Two important results regarding the evolution of polyploidy have emerged from studies of C. angustifolium from the contact zone. First, using experimental populations that differed in the proportions of diploids and tetraploids, Husband (2000) tested whether minority cytotype exclusion could operate in populations of C. angustifolium. As expected, the relative fitness of tetraploids was low when they were in the minority (33%) and increased linearly with their frequency in the population. Second, from a series of studies on unreduced gamete production (Burton & Husband, 2001; P. Kron & B.C. Husband, unpublished) and the fitness of plants of different ploidy (Burton & Husband, 2000; reviewed in Husband, 2003a), there is evidence that new tetraploids are produced recurrently by diploids at rates of up to 2.4 tetraploids per 1000 zygotes each generation (Husband, 2003a). This process represents a unilateral force favouring the maintenance of polyploids at low frequencies. However based on simulations, this rate is about one third of that required (9 × 10−3/generation) to overcome minority cytotype exclusion and cause the fixation of tetraploids (Husband, 2003a). Together, these studies suggest that other factors must operate to overcome the initial frequency disadvantage that new polyploids inevitably experience. Current research on C. angustifolium is focused on the role of reproductive isolating mechanisms in this process.
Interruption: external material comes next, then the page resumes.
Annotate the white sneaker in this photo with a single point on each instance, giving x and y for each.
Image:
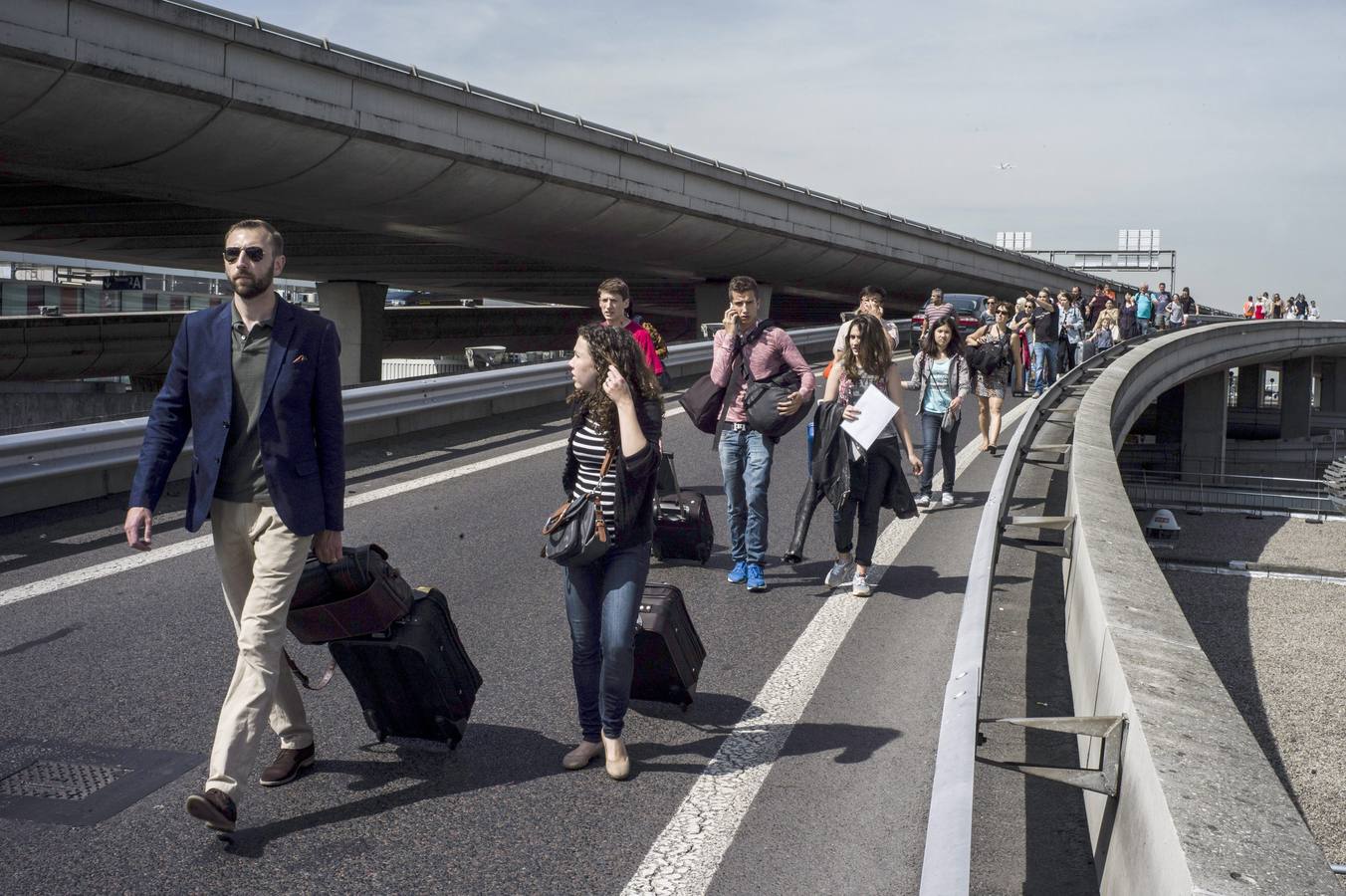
(840, 573)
Barriers to diploid-tetraploid mating in Chamerion angustifolium

Despite the central role of reproductive isolation in most speciation models, there are no comprehensive estimates of isolation between closely related diploid and tetraploid plant taxa. There are many published estimates of postzygotic barriers (i.e. the fitness of within- vs between-ploidy crosses, known as triploid block); however, most of these are for crop plants (Ramsey & Schemske, 1998) and focus on a limited number of life stages (seed production). Some prezygotic mechanisms have been described for natural populations, particularly geographic isolation and phenology (summarized in Levin, 1983; Petit et al., 1999; Levin, 2002), but these barriers are reported in a piece-meal fashion and their relative contributions to total reproductive isolation are rarely considered. Here we examine reproductive isolation between diploid and tetraploid C. angustifolium owing to five prezygotic (geographic isolation, flowering asynchrony, pollinator fidelity, self-fertilization and gametic selection) and two postzygotic barriers (triploid block, inbreeding depression), as derived from published as well as new research. All measures are based on research within the contact zone, where there is potential for gene flow between diploids and tetraploids. For each reproductive barrier we estimate isolation (RI) as the minimum proportion of matings that are within-ploidy. Reproductive isolation is also calculated for each ploidy separately (RI4x, RI2x) to determine whether there are any consistent asymmetries in the direction of gene flow. We then combine these independent measures into a single cumulative measure of reproductive isolation that can be compared to realized rates of gene flow in natural populations.

Geographic isolation

Geographic isolation between diploids and tetraploids was estimated as the proportion of populations within the contact zone that are composed of a single ploidy. This approach assumes that gene exchange among populations is insignificant relative to that within populations and probably underestimates the opportunities for gene flow. Fifty-one populations from throughout the central Canadian Rocky Mountains were surveyed for ploidy. The frequencies of diploids, triploids and tetraploids were estimated by sampling a minimum of 30 plants (separated by > 2 m) from each population and inferring their ploidy using flow cytometry (Burton & Husband, 2001). Overall, 59% (30) of populations contained two or more ploidies (H.A. Sabara & B.C. Husband, unpublished) and therefore geographic isolationinline image was 0.41(Table 1). Of the 21 monocytotypic populations, 19 were tetraploid and only 2 were diploid. Therefore, 61% of populations that contained tetraploids also had other cytotypes (RIgeog, 4x = 0.39), whereas 94% of populations with diploids were mixed (RIgeog, 2x = 0.06). As in previous studies (Flint, 1980; Husband & Schemske, 1998), geographic isolation was associated with the tendency for diploids to occur at higher elevations than tetraploids.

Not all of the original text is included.